On Monday, January 17th, MSA Cinematic Arts teacher Philip Chidel received an excited email from a student. They wanted to inform him that they had seen a viral short film on YouTube, which was partially filmed at Novato High.
Chidel already knew this, as did every junior and senior in the Cinematic Arts program at MSA. The video, titled “The Backrooms (Found Footage),” was made by their classmate Kane Parsons, whose YouTube channel (now with over 450k subscribers) is under the name “Kane Pixels.” The video is firmly planted in horror territory–Parsons describes it as “analog horror,” which is horror shot using pre-digital methods or edited to appear as if it was.
The “Backrooms” comes from an internet subculture where anyone can make up stories surrounding a series of creepy liminal spaces inhabited by strange monsters. Parsons’ video is shot as if with a home video VHS camera, from the perspective of a character who is shooting a short film and falls into the alternate dimension known as the Backrooms. The character is then attacked by a surreal, sinister monster.
Parsons shed some light on his process in making videos.
“I aim to find intriguing concepts that personally interest me while also having a large potential audience,” he said.
Much of that large audience comes from the fact that Parsons’ videos are often based on existing properties, like the Backrooms. His first videos to get millions of views were animations based on the show Attack On Titan.
Parsons has dedicated huge amounts of time to his YouTube channel.
“Once I’ve come up with an idea, I spend pretty much every waking moment that I’m not at school on finishing it,” he said.
This level of dedication, decidedly uncommon in high school students, is part of what makes Parsons newfound virality unsurprising to those who know him.
Anyone hoping to emulate him to create their own successful videos might find that the process is more time-consuming than they had hoped.
“Once I’ve animated and am happy with how everything looks, I set the shot to render. This typically takes around 5-7 hours. Once I have my rendered shot, I bring it into Adobe After Effects, where I add the necessary post-processing. I typically manage to get 1.5 shots completed per day and fewer on school days,” Parsons explained.
So it’s not as if this is some random stroke of luck that Parsons’ video became a hit. It’s a hugely impressive technical accomplishment, not to mention genuinely scary.
The fact that the short film is so terrifying is a big part of its virality. A number of other YouTube channels have uploaded videos of them reacting to “The Backrooms,” which usually constitutes nothing more than jumping at the jump-scares and saying things to the tune of “Wow, what is THAT?” This is an unfortunate consequence of the internet age; the moment it’s clear something can be profitable, others will try to hop on the train and create their own content out of it.
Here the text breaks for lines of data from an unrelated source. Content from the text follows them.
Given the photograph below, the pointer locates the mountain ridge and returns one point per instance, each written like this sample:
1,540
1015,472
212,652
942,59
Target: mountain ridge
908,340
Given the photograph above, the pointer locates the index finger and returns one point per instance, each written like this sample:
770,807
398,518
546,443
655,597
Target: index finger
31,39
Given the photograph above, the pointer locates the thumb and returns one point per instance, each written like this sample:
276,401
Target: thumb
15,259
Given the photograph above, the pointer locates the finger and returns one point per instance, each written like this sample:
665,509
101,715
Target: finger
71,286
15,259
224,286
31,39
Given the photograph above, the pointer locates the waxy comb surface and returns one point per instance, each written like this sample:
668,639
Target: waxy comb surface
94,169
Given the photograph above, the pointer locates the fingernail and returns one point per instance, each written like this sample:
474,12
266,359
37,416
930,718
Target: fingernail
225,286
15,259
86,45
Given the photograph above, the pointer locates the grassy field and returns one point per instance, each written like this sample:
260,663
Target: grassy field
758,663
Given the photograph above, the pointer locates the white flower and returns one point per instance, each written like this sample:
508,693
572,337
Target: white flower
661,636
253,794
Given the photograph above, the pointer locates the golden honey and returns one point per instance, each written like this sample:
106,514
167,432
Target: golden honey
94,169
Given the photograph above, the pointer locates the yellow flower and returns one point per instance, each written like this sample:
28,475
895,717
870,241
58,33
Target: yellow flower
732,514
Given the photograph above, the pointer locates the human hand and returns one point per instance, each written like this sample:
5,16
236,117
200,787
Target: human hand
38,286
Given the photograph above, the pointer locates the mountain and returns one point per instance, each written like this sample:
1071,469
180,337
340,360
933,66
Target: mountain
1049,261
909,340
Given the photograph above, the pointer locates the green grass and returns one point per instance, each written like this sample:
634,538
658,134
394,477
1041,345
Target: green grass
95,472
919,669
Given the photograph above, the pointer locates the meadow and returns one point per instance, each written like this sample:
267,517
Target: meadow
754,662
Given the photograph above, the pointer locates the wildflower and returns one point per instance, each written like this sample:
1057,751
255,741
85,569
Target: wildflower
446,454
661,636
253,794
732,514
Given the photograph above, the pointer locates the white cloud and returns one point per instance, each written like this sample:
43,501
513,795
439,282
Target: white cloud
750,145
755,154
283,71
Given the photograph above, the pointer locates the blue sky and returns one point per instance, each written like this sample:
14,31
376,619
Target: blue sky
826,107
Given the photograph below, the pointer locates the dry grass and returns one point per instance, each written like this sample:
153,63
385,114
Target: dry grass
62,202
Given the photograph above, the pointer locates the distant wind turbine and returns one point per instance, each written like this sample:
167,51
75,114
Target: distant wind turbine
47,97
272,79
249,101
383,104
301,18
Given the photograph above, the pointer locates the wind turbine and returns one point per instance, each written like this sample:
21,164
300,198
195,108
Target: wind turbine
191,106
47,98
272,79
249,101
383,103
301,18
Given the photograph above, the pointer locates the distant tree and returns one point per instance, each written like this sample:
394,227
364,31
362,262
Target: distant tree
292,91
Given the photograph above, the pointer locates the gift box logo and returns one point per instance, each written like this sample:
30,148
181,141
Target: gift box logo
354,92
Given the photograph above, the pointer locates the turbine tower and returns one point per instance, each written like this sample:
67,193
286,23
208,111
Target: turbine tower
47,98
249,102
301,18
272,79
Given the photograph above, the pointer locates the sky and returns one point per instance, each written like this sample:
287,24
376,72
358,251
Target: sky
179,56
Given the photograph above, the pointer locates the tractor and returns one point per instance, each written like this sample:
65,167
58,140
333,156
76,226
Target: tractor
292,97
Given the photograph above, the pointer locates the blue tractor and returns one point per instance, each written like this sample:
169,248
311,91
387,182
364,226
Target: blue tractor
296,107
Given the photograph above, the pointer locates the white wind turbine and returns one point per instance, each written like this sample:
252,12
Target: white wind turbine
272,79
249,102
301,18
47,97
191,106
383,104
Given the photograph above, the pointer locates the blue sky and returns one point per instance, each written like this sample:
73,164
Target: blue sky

Chidel, Kane’s teacher, spoke about his experience of the phenomenon.
“I’m trying to help support where Kane can take this creatively and business-wise, navigating this attention he’s getting, especially when it’s just something you’re creating alone in your bedroom, and now everyone’s calling you and you don’t know what their agendas are,” Chidel said.
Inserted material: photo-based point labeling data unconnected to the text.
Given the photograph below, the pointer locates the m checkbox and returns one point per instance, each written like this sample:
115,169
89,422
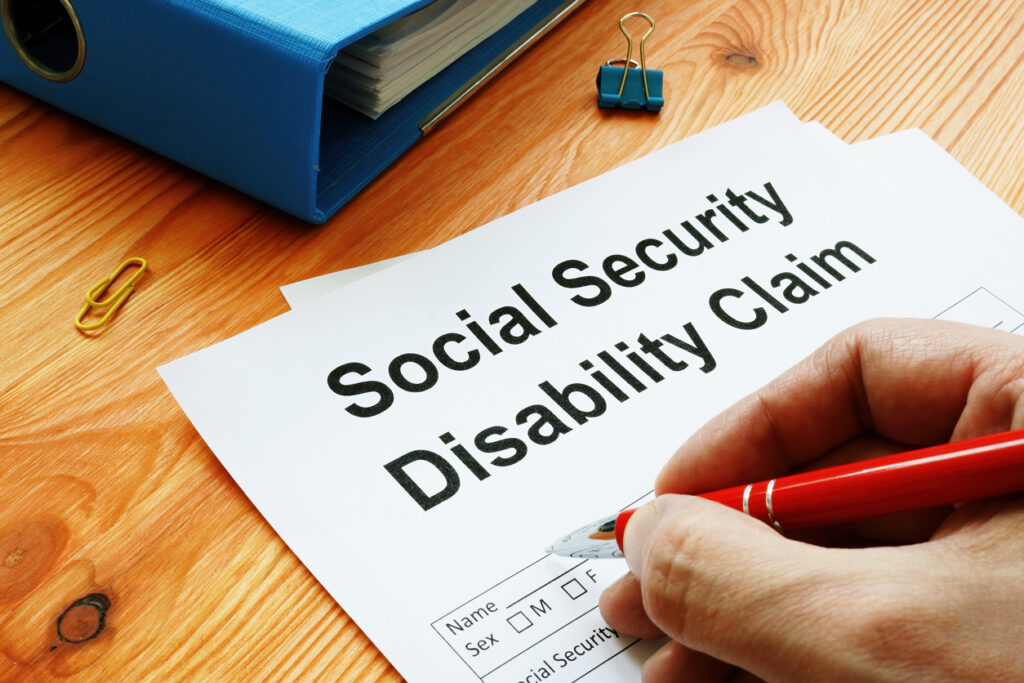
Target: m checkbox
519,622
573,588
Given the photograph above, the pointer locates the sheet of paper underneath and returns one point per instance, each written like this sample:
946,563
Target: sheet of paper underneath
463,591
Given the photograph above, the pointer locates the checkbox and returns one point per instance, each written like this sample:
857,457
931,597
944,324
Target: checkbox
519,622
573,588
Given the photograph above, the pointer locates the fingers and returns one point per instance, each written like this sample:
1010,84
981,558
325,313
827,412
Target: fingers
915,382
622,605
676,663
723,584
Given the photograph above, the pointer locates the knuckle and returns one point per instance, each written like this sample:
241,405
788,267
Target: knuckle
670,573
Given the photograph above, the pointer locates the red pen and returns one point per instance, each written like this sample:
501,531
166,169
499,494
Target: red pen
937,475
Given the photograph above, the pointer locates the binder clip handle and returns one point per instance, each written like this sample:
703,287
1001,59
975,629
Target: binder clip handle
628,86
629,50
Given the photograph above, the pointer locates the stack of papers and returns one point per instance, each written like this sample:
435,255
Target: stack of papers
375,73
420,430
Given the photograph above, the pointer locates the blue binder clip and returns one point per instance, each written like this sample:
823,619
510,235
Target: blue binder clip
628,86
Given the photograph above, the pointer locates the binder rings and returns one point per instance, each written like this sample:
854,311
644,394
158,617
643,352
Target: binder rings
235,88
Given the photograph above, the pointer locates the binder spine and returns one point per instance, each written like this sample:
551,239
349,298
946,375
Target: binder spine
230,94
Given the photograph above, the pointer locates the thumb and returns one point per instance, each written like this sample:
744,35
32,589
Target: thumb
727,585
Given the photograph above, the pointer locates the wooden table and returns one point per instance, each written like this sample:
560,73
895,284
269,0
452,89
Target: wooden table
111,504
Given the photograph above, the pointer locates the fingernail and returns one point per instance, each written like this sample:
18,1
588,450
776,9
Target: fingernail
637,532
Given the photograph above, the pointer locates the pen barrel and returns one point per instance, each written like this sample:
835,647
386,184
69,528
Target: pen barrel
934,476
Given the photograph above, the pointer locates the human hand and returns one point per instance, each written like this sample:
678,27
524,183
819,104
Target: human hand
946,602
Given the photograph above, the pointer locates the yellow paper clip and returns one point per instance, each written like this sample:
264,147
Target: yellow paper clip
112,302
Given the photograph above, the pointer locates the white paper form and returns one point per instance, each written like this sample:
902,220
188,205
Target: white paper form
559,418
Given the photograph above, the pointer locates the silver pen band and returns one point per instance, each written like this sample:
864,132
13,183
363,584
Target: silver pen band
771,512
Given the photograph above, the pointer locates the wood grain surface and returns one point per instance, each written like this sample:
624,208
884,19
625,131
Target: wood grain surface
126,551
Still, there have been major upsides to his video blowing up.
Parsons said, “I think the coolest part of this whole viral experience has been the new creative opportunities that it’s opened up to me.”
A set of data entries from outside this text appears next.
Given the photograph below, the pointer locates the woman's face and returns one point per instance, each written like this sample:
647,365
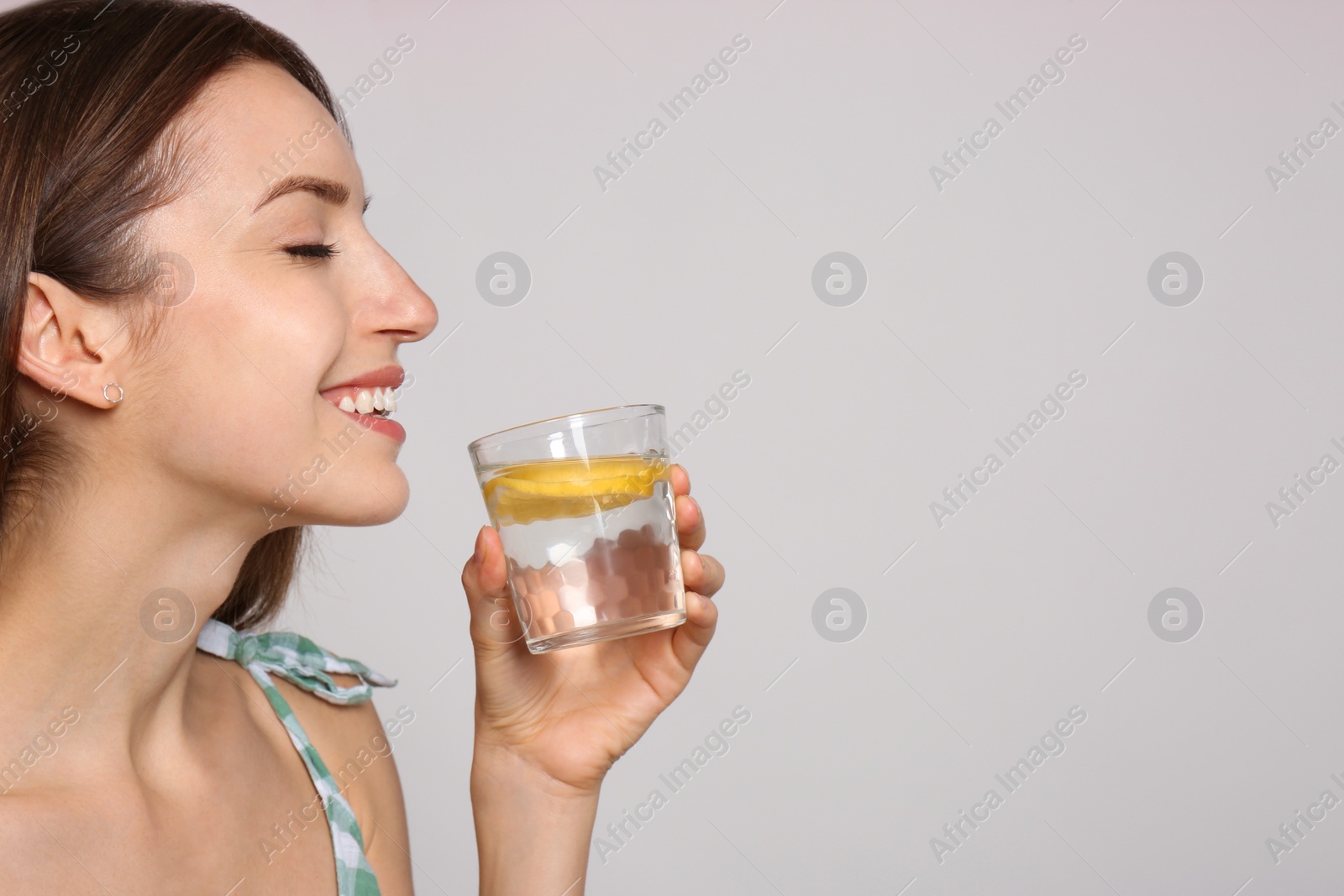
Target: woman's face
295,307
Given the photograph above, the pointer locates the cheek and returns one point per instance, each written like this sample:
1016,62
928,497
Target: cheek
239,391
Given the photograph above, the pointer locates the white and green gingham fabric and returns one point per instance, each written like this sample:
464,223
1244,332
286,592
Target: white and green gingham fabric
302,663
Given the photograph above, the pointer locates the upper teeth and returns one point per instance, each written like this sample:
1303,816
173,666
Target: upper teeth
367,402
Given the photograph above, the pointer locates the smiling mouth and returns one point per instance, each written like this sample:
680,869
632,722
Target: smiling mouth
367,402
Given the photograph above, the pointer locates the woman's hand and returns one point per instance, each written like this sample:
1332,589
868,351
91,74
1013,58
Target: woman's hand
569,715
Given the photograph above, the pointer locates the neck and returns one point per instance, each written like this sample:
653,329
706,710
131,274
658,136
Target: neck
87,618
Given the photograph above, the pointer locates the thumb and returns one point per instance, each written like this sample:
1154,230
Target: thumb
495,620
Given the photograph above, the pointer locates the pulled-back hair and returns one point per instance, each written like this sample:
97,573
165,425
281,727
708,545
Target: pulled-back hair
91,141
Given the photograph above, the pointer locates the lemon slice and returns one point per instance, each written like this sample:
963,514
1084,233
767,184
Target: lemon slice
570,488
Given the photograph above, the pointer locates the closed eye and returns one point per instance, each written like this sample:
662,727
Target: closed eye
318,250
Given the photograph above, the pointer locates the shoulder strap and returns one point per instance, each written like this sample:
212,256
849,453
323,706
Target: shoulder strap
302,663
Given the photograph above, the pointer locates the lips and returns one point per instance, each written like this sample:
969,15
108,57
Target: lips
370,398
386,378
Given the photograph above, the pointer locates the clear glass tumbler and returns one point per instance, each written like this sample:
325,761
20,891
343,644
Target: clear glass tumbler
585,511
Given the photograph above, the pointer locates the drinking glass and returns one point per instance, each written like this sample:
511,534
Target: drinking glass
585,511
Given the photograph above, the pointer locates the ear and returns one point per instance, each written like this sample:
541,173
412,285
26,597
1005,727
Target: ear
65,342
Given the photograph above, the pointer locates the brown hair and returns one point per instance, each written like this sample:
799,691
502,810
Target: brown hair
91,93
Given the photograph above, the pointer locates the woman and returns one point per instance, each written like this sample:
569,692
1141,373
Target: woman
183,316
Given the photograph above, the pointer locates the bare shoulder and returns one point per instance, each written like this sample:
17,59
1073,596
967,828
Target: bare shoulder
355,741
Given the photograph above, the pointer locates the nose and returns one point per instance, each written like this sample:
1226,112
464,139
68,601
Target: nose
390,302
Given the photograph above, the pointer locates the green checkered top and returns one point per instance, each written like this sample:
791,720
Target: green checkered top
302,663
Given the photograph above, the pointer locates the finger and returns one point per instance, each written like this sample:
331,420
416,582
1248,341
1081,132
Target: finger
690,523
495,622
694,636
680,479
701,573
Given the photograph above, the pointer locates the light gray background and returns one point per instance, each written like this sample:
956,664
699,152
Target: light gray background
1032,264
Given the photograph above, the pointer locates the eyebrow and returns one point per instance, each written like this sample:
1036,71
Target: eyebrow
329,191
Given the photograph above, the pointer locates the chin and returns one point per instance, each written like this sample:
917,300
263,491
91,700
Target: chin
367,496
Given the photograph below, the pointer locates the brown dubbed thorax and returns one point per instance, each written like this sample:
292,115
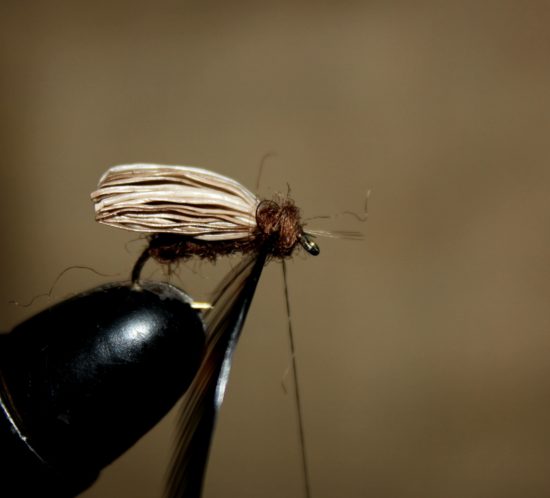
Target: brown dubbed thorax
277,224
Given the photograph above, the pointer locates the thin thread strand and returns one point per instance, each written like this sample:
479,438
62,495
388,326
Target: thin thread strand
307,488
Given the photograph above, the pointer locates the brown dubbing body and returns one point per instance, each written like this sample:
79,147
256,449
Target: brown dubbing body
277,224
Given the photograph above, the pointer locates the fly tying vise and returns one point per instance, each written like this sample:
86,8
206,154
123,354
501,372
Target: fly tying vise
187,211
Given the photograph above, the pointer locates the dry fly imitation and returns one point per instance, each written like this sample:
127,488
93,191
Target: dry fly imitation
187,211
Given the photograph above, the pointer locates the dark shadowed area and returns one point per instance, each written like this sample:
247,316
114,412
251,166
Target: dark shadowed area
424,350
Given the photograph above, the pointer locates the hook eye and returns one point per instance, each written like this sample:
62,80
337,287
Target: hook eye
309,245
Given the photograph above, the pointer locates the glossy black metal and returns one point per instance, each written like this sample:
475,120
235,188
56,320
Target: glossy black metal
83,380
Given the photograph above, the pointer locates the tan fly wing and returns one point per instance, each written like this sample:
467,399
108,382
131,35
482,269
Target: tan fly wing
183,200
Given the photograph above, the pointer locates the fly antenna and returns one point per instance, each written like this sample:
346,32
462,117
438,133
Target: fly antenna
307,487
358,216
265,157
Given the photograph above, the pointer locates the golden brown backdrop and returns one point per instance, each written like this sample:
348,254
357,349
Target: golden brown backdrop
424,350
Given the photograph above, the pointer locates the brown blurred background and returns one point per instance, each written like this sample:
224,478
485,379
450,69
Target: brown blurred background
424,351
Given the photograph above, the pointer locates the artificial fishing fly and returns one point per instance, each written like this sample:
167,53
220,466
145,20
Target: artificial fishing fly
188,211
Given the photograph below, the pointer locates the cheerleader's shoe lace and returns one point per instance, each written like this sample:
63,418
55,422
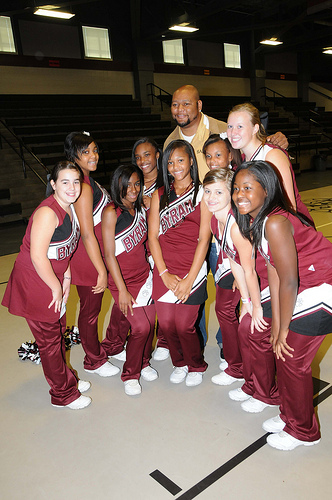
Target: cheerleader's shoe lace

He certainly has a larger audience than ever before, and they’re invested in the world he’s building through his videos. His subscriber count nearly doubled in the wake of “Backrooms” exploding. Not to mention he’s been getting calls and emails from professional actors and studios.
If anything can be gleaned from the story of Parsons’ massive success, it’s that MSA is capable of helping to produce real talent. This should be a major selling point in attracting new students. Skills that are honed here can be used to find huge audiences and even make a living before you’ve graduated from high school. Not every aspect of the experience of going viral may be positive, but in a case where it’s all positive reception and appreciation of your talent, it’s hard not to envy and admire the person at the center of it.